Background Best practice guidelines emphasise timely recognition of dying patients. Continuing futile treatments may reduce the quality of the patient’s remaining life. This qualitative study aimed to investigate perceived challenges for doctors in acute specialties when recognising dying.
Methods Semi-structured interviews were carried out with junior (UK Foundation trainees) and senior doctors (consultant in hospital specialties) across South East Scotland. Interviews were recorded, transcribed verbatim and data underwent thematic analysis. Participants have been anonymised through use of pseudonyms.
Results Fifteen junior doctors and thirteen senior doctors have been recruited. All participants described challenges in recognition of dying. Themes emerging from the junior interviews indicate challenges related to perceived dearth of undergraduate preparation; shift patterns leading to poor continuity of care and decision making often only at the point of patient deterioration; uncertainty over level of responsibility for re-evaluating aims of treatment.
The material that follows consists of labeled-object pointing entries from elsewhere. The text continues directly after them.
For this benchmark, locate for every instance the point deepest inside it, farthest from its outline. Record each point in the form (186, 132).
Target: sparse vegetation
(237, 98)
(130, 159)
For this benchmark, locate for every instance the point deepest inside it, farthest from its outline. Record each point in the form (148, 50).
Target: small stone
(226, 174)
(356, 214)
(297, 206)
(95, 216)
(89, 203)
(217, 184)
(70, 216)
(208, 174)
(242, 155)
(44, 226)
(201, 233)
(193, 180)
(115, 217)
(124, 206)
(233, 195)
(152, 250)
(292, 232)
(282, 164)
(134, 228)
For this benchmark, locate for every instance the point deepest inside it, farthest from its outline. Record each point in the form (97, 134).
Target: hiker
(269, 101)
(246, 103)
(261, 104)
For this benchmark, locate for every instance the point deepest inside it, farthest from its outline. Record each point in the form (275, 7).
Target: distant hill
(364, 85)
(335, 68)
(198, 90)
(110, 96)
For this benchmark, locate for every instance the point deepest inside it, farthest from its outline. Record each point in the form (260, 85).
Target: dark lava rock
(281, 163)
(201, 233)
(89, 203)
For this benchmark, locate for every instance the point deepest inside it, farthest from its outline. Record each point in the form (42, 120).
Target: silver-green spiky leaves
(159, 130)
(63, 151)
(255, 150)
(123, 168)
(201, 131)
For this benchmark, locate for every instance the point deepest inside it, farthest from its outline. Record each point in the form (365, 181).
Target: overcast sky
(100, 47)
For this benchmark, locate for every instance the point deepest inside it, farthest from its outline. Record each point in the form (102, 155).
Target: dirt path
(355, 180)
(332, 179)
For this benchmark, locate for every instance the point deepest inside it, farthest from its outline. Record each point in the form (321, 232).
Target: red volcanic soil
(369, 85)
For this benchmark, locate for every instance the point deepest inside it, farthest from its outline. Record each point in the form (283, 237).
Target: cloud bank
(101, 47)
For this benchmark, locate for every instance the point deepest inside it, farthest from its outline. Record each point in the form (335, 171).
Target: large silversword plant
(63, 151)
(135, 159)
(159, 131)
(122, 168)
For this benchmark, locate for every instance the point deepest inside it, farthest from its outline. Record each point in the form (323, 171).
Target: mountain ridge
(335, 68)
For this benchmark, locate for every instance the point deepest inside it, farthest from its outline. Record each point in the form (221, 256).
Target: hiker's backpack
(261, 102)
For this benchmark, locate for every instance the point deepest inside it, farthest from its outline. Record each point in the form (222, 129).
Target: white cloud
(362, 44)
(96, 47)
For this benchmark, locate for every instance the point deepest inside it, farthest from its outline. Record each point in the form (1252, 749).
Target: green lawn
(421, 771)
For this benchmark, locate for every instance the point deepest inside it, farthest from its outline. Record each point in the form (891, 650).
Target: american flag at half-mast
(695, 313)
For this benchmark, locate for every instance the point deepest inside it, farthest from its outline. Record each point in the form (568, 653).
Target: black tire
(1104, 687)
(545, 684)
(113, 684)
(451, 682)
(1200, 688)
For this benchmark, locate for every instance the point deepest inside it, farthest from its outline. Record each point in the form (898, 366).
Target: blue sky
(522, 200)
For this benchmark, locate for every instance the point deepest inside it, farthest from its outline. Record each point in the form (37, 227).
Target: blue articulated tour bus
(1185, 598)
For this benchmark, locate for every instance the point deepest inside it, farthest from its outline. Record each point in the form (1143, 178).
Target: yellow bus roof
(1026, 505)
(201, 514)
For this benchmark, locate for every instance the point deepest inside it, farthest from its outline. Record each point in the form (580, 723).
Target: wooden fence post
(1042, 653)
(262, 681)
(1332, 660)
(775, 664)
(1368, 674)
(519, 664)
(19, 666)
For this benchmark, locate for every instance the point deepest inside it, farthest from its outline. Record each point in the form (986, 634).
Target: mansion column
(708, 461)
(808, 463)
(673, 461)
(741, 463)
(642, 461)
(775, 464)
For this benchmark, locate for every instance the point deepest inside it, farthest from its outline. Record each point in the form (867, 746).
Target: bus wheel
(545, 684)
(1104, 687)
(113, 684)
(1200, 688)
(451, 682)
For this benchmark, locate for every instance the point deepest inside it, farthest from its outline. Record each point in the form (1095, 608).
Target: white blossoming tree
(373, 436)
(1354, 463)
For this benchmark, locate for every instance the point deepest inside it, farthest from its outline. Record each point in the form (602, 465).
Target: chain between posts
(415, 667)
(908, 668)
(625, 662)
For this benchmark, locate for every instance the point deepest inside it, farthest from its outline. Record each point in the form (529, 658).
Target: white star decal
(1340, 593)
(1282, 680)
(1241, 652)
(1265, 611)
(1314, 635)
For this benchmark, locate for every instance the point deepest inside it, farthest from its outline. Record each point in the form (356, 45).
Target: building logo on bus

Senior participants described learning to recognise dying and futility of treatment as having occurred tacitly, and not being explicitly taught. Despite this, seniors described frequent uncertainty in practice, and perceived particular challenges with patients with whom they had long relationships. However, seniors believed that it is the consultant responsibility to diagnose dying and/or withdraw treatments. Both juniors and seniors described being less inclined to diagnose dying if the patient is young and/or has young children.
Conclusions This study has revealed challenges in recognition of dying perceived by Scottish doctors. The findings suggest this area of patient care is complex and uncertain, even for experienced practitioners. Comparing perceptions of senior and junior doctors gives insights for potential means of improved medical education. Recommendations include clearly defining the responsibilities of junior and senior team members, being explicit with learners about the often uncertain nature of recognising dying, and improved organisational factors to facilitate continuity of care.